I received email in response to my last post (whole lot of catching up…) that concluded from what I wrote that the folks in the U.S. have it better. The email has prompted me to lay out some of my thinking on modern China vis-a-vis the U.S. and on cultural difference generally.
When I described the apartment and all the shopping we did to make it feel like home, I was in no way trying to insinuate that the Chinese are deprived and folks in the United States singularly fortunate when it comes to accomodations and consumer options.
1. There is nothing that we want that we have been unable to find in China except a nearby playground with swings and a slide and dried black beans (and I haven’t visited all the public parks and grocery stores in town by a long shot). That’s right, we have easy access to converse all stars, ben and jerry’s, starbucks, giant bicycles, gymboree play&music, papa johns pizza as well as rice makers, iphones, distilled water delivery, and the aforementioned IKEA.
2. Furthermore, our apartment is likely at least 30 years old and was only minimally furnished because it is designed as a visiting faculty apartment. Sure, there is a physical and bureaucratic infrastructure problem – aging buildings, redundant red tape, etc. Yet, although we have a traditional (pre special economic zone) kitchen, I am not in any way implying that all kitchens in China look like ours. There is much new housing with new kitchens. Furthermore, the lack of oven, etc, speaks as much to differences in cuisine as to Chinese deprivation. If you steam your rolls instead of baking them, you don’t need an oven.
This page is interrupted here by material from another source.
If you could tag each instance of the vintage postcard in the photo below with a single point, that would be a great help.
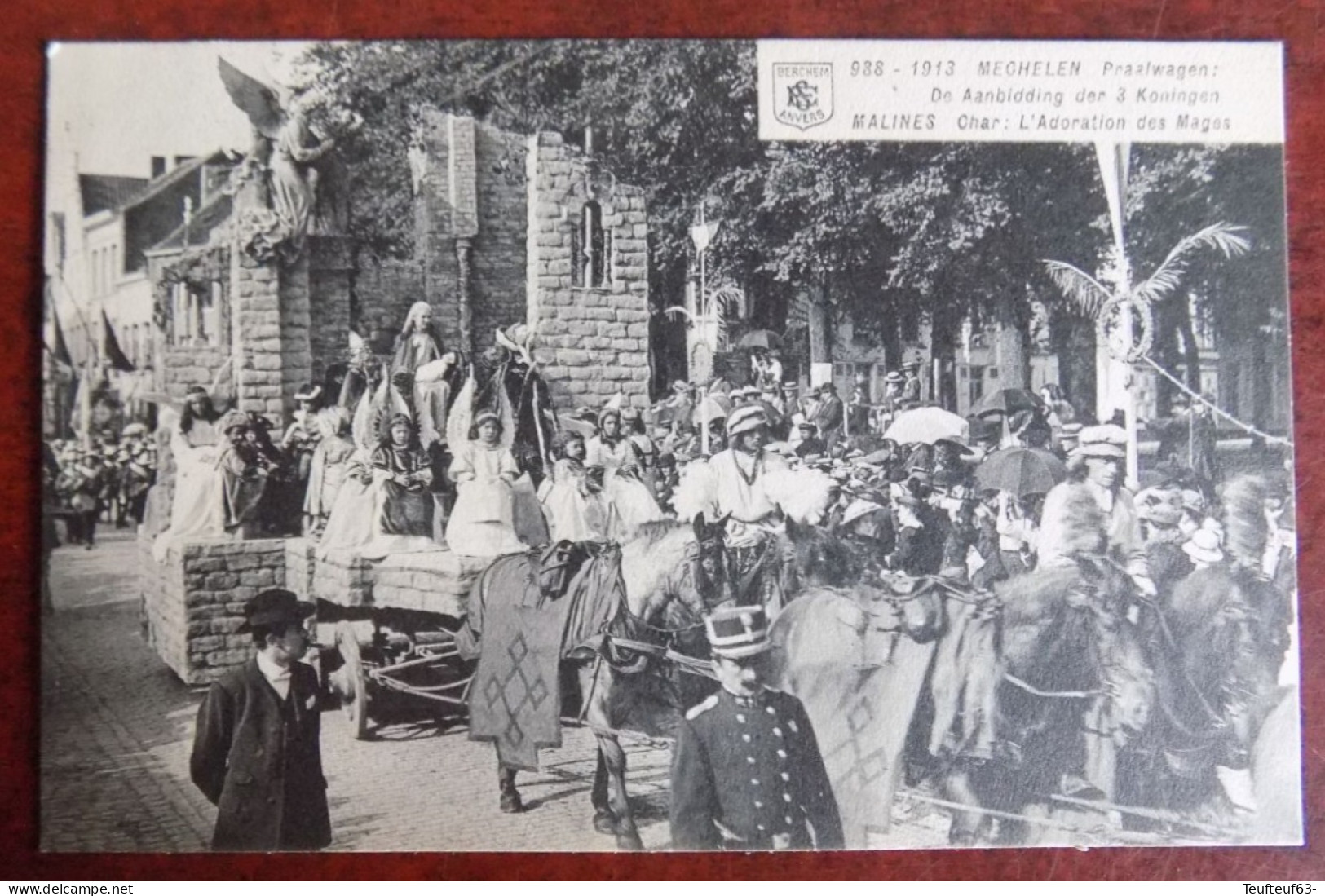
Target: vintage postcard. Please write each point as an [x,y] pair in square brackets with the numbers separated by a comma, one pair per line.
[579,446]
3. I travelled extensively in Russia in the early and mid 1990s so I have some idea what type of scarcity can exist in a planned economy. In Russia in the early 90s, if you saw a line forming outside a store, you got in it first and found out what it was for second. Over the last 15 or 20 years China has incrementally left the planned economy behind. Our apartment may hint at lean times in the past (and there were many) but for most contemporary urban Chinese the trappings of modern life are not so different from those in the U.S.
4. All this being said, there is tremendous economic inequality in China – more than at home. However, like the States, much Chinese inequality hinges upon the rural, urban, migrant worker in the city divide. Also like the U.S., this divide also maps to some extent on to ethnic divisions in the country. Like in the U.S., poor folks may have underfunded schools, inadequate medical care, and suffer disprportinately the degradation of the environment, all the same, most of them have televisions and, increasingly, cell phones.
So, I guess what I am trying to say is that, although I may occasionally complain about aspects of life in this place and point out how things are different here, unless I say so specifically, my complaints and recognition of difference are not intended to support claims of American superiority, but instead express my frustrations as I push the limits of my own experience and understanding.